Building Blocks of a Scalable Architecture
Based on this article
Introduction
Modern online application development requirements are driven by the need for a highly-scalable and performance-centric platform. Like System Functionality Requirements, the NFR's (Non Functional Requiments) like scalability, performance and availability are given equal importance. For many years IT industry has been struggling to build highly scalable systems. In this struggle it has learned many good architecture and design principles.
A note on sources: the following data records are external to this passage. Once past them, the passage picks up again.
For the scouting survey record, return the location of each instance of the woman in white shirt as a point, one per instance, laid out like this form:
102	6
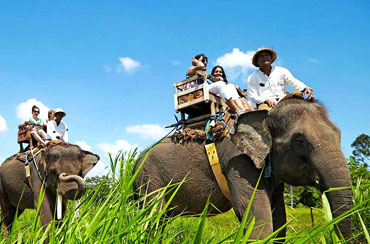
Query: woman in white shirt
227	91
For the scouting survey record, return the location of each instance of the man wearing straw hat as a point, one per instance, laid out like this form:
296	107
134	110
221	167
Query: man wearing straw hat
268	84
56	129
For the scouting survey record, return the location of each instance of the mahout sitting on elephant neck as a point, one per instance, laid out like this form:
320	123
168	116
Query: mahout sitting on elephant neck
304	147
62	167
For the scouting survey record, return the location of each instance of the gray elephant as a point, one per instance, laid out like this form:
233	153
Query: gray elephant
296	137
61	166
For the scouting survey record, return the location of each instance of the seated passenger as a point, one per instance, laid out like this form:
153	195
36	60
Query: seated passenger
57	130
199	63
51	115
227	91
36	125
268	84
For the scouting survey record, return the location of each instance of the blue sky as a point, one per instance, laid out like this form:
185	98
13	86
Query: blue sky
111	65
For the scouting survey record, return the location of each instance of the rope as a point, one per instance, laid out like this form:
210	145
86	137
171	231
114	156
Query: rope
217	117
268	170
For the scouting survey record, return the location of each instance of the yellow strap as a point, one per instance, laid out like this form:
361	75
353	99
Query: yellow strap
216	168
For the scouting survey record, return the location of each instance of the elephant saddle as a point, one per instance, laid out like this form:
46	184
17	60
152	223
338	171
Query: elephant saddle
22	156
218	131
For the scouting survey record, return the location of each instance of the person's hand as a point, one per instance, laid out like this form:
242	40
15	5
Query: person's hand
309	93
270	103
198	63
194	62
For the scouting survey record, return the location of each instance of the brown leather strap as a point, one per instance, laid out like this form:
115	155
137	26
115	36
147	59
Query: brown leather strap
216	168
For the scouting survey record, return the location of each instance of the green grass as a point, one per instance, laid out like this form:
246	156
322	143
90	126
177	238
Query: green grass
111	215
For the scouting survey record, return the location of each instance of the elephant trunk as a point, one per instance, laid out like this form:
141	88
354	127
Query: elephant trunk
71	192
335	174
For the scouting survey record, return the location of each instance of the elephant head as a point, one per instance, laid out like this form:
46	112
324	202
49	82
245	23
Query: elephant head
304	146
65	166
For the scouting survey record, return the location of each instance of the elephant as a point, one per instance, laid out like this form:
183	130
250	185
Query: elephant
60	166
297	140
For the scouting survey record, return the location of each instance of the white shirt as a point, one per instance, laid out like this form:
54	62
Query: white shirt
54	131
273	87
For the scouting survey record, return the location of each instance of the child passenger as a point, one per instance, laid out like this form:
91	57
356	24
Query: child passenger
36	126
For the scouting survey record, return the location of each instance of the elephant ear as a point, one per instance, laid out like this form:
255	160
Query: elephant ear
89	160
251	136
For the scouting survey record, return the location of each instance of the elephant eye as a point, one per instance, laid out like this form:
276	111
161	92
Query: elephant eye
299	140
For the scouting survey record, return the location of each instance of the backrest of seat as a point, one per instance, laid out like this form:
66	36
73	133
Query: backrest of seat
23	137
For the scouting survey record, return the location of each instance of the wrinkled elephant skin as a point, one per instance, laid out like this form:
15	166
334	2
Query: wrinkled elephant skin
304	148
62	166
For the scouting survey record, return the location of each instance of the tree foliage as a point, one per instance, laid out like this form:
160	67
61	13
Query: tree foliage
361	152
359	161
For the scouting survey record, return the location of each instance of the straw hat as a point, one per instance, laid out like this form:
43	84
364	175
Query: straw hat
59	110
263	49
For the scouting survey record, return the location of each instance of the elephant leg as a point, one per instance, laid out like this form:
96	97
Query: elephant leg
7	211
278	211
242	178
8	214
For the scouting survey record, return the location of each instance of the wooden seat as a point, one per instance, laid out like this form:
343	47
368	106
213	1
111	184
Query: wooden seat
192	97
24	136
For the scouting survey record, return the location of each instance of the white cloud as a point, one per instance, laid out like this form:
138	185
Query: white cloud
175	62
152	131
236	63
129	65
99	169
83	145
24	110
3	126
106	68
120	145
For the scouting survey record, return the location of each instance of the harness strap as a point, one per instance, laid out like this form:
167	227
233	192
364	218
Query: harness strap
216	168
28	172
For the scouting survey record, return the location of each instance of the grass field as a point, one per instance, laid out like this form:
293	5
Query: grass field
113	216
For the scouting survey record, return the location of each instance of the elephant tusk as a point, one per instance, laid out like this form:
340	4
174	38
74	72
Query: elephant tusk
75	203
59	207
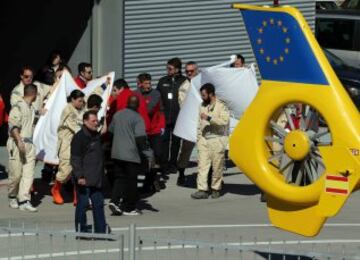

This document captures some of these learning which are most frequently used from a very high level view. These learning has been categorized into design principles, design rules, design patterns, design antipatterns and building blocks of highly scalable online platforms. Followings are the high level definitions of these.
-
Design Principles are the fundamental design laws to be followed to build scalable systems. Design rules, patterns and anti-patterns are derived from one or more of these principles.
-
Design Rules are second level design laws that tells you of what to do and what not to do based on the past learning or what worked and what did not work.
-
Design Patterns are general reusable solutions that have been discovered in the past for building scalable systems.
-
Design Anti Patterns: are common design solutions which are proved to be ineffective for building scalable systems.
-
Building blocks: are commonly used infrastructure software, tools, frameworks, and services that can be used to build a scalable system.
Principles
Scalability principles are basic proposition, behavior, and properties of scalable systems. All scalability design patterns, rules, and anti-patterns are derived from these principles. If understood and used rationally we can design scalable systems without learning lot of intricacies and details of scalable systems. Before choosing any architectural and design option, consider these principles.
Simplicity
of design not only simplifies the scalability but also simplifies development, deployment, maintenance and support.
Decomposition
Decompose the system into smaller manageable subsystems. Each subsystem can carry out independent function. The subsystems should be able to independently run in a separate process or threads and enabled to scale using various load balancing and other form or tuning techniques.
Asynchronous
Asynchronous processing enables process execution without blocking on resources. Asynchronous prcessing comes with overhead as it is relatively complex to design and test.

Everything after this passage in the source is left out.